Pour certains, ce sont les souvenirs d’enfance qui reviennent. Ils se voient guettant les annotations de l’instituteur qui, de sa belle plume ou à l’aide de son stylo rouge, commentait les erreurs ou parfois félicitait sous la forme d’un « bien » ou « b » posé là, dans cet espace blanc, non quadrillé, autour d’une prose encore indéfinie…
Pour d’autres, il s’agit d’une zone à ne pas franchir. C’est le cas des imprimeurs qui tiennent compte des marges encadrant la feuille, véritables obstacles à une pensée qui se voulait fluide.
Et pourtant, la marge n’en devient-elle pas ce qui soutient, fait rebondir la pensée, de ligne en ligne, de chapitre en chapitre.
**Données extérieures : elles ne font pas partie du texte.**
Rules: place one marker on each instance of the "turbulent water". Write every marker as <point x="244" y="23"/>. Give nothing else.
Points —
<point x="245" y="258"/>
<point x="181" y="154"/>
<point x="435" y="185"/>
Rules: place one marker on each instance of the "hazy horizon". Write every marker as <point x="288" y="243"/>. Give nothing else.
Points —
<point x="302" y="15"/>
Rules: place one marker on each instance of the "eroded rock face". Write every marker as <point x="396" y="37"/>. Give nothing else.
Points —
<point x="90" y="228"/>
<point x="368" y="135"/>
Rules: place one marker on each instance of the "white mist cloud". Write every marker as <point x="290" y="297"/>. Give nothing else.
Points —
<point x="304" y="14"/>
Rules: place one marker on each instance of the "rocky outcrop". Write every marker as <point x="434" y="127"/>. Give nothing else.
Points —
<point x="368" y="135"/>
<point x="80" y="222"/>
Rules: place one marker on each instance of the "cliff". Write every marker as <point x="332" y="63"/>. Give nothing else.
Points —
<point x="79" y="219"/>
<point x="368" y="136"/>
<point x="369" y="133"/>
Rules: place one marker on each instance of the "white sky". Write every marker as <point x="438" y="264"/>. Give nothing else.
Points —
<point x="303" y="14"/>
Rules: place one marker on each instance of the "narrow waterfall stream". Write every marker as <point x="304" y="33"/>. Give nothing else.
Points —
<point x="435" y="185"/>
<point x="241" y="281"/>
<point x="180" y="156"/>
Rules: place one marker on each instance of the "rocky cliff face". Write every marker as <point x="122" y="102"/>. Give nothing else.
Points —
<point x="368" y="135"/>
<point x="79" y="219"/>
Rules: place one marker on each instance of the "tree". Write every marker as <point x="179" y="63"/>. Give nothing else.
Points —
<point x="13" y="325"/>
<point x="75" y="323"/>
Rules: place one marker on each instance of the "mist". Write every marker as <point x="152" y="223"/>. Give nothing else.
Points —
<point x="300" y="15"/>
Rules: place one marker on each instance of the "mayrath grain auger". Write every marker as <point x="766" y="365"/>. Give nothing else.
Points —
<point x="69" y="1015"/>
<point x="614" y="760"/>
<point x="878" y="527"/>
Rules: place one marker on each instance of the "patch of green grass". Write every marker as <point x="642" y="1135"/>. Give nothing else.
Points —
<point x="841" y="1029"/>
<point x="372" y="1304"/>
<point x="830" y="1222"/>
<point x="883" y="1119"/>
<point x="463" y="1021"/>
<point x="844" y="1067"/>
Ne se joue-t-on pas également de la marge par ces « contre-espaces » que sont les tabulations… La marge est alors ce qui tient la page, support physique d’une pensée.
Plus spécifiquement encore, dans le champ de l’économie, ce terme renvoie à la théorie de l’utilité marginale mais également à la marge bénéficiaire. Bénéfice… Le terme est lancé. Dans le social comme dans la santé, il dérange encore. Pourtant, une question reste au cœur de toute action que nous entreprenons : quel en est le bénéfice pour la population ? Bénéfice qu’il convient de différencier de lucre. Il ne s’agit pas de tirer un profit individuel d’une situation, mais bien de comparer une situation avant et après, avec la perspective d’un intérêt collectif.
Sur le plan social, du développement local ou encore de la santé, ne nous parle-t-on pas également de populations marginalisées... Ou encore de personnes défavorisées... « Ces mots me font mal » exprimait une dame du « quart monde », préférant substituer « défavorisé » par « dévalorisé ».
Ce sont ces paroles, ces entretiens, ces acceptions « à la marge » qui donnent et font sens à notre projet de SCIC communication… « à la marge » est à la croisée de ces trajectoires personnelles, de cette nécessaire technicité, de cette approche coopérative de l’économie sociale et solidaire.